PACSBO: Probably approximately correct safe Bayesian optimization
Abdullah Tokmak, Thomas B. Schön, Dominik Baumann
TL;DR
This work addresses safety-constrained optimization with unknown system dynamics by removing the need for a known RKHS-norm bound and replacing it with a data-driven estimator. The authors introduce PACSBO, which combines RKHS-norm estimation via a learned predictor with a local interpretation of the RKHS norm to reduce conservatism and improve exploration. They provide a PAC-style theoretical guarantee for the norm over-estimation and demonstrate improvements over SafeOpt in both simulations and a Furuta pendulum hardware experiment.
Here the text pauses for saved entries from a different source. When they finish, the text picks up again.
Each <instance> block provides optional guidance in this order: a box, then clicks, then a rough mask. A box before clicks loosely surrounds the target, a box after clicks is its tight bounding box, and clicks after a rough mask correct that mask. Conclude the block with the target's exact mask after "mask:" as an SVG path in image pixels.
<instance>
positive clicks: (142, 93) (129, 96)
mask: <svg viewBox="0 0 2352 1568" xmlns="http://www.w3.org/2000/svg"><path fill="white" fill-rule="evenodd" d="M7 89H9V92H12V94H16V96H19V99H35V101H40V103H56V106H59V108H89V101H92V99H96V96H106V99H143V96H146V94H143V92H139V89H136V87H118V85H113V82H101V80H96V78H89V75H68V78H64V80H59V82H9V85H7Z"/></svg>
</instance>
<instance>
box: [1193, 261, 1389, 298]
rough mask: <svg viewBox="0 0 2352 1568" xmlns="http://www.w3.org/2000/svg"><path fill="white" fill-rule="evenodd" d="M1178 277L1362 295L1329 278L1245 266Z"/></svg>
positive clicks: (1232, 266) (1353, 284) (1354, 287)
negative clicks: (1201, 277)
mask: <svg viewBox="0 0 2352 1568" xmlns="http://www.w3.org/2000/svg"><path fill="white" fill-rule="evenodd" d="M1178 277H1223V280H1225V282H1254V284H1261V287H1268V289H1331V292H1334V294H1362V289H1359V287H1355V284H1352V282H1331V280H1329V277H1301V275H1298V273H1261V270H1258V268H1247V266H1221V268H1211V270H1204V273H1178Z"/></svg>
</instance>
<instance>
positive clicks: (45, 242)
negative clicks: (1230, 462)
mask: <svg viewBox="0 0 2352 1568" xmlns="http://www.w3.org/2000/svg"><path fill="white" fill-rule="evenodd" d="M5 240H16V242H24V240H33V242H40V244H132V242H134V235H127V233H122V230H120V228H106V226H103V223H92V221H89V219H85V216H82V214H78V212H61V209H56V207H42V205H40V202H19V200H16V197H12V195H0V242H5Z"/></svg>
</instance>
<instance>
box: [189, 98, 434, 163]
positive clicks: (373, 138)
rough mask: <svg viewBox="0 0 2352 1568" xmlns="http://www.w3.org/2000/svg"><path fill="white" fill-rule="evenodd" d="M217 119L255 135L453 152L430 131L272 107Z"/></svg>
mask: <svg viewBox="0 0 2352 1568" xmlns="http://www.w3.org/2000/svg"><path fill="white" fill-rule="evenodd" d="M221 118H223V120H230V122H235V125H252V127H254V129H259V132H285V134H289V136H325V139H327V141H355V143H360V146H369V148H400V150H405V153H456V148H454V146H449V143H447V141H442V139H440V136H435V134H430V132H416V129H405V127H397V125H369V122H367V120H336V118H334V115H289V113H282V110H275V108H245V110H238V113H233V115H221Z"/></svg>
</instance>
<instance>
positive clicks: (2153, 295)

The approach offers a practical path toward safer, more data-efficient BO in real-world control settings, with potential for extension to more scalable designs and predictor refinements.
Abstract
Safe Bayesian optimization (BO) algorithms promise to find optimal control policies without knowing the system dynamics while at the same time guaranteeing safety with high probability. In exchange for those guarantees, popular algorithms require a smoothness assumption: a known upper bound on a norm in a reproducing kernel Hilbert space (RKHS). The RKHS is a potentially infinite-dimensional space, and it is unclear how to, in practice, obtain an upper bound of an unknown function in its corresponding RKHS. In response, we propose an algorithm that estimates an upper bound on the RKHS norm of an unknown function from data and investigate its theoretical properties. Moreover, akin to Lipschitz-based methods, we treat the RKHS norm as a local rather than a global object, and thus reduce conservatism. Integrating the RKHS norm estimation and the local interpretation of the RKHS norm into a safe BO algorithm yields PACSBO, an algorithm for probably approximately correct safe Bayesian optimization, for which we provide numerical and hardware experiments that demonstrate its applicability and benefits over popular safe BO algorithms.